Pea is supposed to take a lunch with her to camp. It’s so hard to pack her anything exciting because the school manual specifically states that all foods must be non-perishable and the packaging needs to be such that the kids can serve themselves. Apparently, it’s some sort of a Texas state law that the teachers cannot “serve” the children. This is especially tough because although she has opposable thumbs, sometimes getting those thumbs (and fingers) to work together to peel the cover off of a Tupperware bowl leads to intense frustration on her part. And non-perishable foods? That leaves us with very few choices. It’s not like I can pack her meats or cheeses or yogurt. Or anything.

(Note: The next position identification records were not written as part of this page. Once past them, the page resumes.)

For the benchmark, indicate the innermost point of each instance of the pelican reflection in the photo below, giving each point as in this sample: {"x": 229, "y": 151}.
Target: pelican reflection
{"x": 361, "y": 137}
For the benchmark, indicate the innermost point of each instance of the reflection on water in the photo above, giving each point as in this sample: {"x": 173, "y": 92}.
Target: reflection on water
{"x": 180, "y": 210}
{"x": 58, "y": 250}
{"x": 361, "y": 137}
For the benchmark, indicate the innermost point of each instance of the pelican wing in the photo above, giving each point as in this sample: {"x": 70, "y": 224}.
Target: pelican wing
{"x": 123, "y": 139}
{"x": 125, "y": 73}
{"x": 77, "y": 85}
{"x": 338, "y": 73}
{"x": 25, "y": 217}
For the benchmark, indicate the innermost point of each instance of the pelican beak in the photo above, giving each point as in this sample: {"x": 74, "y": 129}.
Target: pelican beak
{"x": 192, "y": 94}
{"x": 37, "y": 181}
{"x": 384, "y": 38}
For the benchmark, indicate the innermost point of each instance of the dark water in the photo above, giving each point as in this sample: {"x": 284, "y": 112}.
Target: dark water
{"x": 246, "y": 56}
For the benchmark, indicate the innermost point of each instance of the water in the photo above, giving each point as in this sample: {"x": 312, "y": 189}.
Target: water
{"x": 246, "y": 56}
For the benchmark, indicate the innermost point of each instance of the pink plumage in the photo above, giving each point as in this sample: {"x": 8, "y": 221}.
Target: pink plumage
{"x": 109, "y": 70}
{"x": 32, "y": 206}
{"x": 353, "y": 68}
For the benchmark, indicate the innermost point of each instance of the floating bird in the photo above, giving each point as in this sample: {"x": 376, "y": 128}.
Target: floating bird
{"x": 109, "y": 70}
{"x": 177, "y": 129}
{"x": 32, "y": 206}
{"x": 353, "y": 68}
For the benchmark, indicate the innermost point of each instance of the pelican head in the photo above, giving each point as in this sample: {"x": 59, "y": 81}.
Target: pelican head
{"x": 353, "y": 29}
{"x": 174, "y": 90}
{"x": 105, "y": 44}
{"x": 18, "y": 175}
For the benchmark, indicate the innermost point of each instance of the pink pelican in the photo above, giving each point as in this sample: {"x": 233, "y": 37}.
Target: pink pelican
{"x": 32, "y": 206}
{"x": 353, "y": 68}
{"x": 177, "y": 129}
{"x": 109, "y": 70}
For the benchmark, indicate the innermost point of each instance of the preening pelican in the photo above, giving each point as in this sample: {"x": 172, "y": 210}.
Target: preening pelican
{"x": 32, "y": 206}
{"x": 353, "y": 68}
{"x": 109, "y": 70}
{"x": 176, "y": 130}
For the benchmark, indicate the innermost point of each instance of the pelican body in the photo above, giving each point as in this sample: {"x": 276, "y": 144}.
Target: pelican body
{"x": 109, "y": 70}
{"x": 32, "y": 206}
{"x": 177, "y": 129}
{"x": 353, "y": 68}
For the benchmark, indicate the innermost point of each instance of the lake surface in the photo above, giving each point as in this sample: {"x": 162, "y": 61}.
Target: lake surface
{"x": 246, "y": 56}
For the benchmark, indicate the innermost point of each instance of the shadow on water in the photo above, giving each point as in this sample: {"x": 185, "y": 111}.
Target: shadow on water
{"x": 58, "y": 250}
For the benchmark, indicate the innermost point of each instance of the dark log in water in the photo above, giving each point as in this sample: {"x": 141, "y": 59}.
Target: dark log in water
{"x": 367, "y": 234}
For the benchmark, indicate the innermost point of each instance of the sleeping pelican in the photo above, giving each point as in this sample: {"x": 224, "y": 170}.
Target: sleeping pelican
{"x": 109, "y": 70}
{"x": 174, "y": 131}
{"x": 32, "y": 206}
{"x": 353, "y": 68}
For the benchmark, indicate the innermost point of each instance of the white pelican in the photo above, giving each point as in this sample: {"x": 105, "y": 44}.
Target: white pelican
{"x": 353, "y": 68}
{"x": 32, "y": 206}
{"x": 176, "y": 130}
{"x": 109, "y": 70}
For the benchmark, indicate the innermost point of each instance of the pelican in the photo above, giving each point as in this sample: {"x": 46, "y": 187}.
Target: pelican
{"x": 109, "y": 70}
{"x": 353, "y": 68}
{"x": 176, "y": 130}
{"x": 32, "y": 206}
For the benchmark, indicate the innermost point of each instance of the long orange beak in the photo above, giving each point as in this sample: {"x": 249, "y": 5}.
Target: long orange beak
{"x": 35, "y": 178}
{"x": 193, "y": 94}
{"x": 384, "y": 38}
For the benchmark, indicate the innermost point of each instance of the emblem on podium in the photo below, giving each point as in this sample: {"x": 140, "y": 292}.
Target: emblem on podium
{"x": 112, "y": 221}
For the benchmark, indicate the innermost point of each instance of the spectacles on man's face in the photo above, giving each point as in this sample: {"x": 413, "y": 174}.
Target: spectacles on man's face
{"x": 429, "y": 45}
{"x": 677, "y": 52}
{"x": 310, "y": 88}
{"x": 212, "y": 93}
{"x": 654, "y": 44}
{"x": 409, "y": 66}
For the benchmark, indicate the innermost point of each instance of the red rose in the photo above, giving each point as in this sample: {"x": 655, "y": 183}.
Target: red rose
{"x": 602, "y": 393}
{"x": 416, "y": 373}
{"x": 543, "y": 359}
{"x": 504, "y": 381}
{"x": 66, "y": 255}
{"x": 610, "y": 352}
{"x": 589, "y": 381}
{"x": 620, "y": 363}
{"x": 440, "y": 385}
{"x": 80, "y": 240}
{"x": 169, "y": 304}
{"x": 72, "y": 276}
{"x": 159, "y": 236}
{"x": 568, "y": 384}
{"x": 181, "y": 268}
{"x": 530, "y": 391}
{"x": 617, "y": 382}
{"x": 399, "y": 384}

In addition, she has pretty sophisticated culinary tastes, so it’s not like I can pack her one of those “Lunchables” things I always see at the grocery store. First of all, we try really hard not to eat processed foods in this house. I’m not being a snob, I’ve just been reading a lot lately on nutrition and have made a conscious decision to eat organic, natural and healthfully in our home. Which is not to say that we don’t go out to eat once in a while and really throw caution to the wind, because we do, but in the house I want my kids to snack on fruits and nuts and cheeses.
Pea’s insulated lunch-bag finally arrived yesterday, so I can really get creative with what I pack her to eat now. No more strawberries and crackers for this kid. Now, I’m searching for recipes that include ingredients like chickpeas and feta cheese and brown rice. It sounds completely nerdy, but I have fantasized about the special lunches I would send my kids off to school with since before I even had kids. Memories of brown bag lunches from my own childhood are just not that fond. As the daughter of a working single mother, if my lunch wasn’t completely forgotten, it usually consisted of a soggy American cheese sandwich and a piece of fruit, neither of which was ever eaten. Not by myself, at least. Those sorry lunches segued into grape Nehi and barbecue Fritos in high school, a meal which I ate five days a week for four years.
My mother was not a cook, although ironically she was a gourmet chef. When she and my father were married, she was the typical corporate wife, catering meals herself, meant to impress the boss and his wife. But it turns out that as good of a cook as she was, she didn’t enjoy it. And so she stopped cooking, and meals in our household became things like: spaghetti with Ragu, tortilla chips with microwaved American cheese slices on top and a lot, I mean a lot, of “Hungry Man” fried chicken dinners. You remember the ones, with the weird applesauce dessert that would burn the roof of your mouth every time because it had been nuked for minutes and minutes.
Maybe that’s why it’s so important to me to cook three squares a day now for my own family. It doesn’t happen every day, but it happens most days. I love to cook. I love cooking Thanksgiving and Christmas meals. I cook for birthdays and anniversaries. I just love finding fresh ingredients at the store and figuring out how to work it into a meal. I read cookbooks cover to cover in the bathtub at night. And I really think this is what has inspired Pea (and hopefully will inspire Coco) to be such, well… an inspired eater.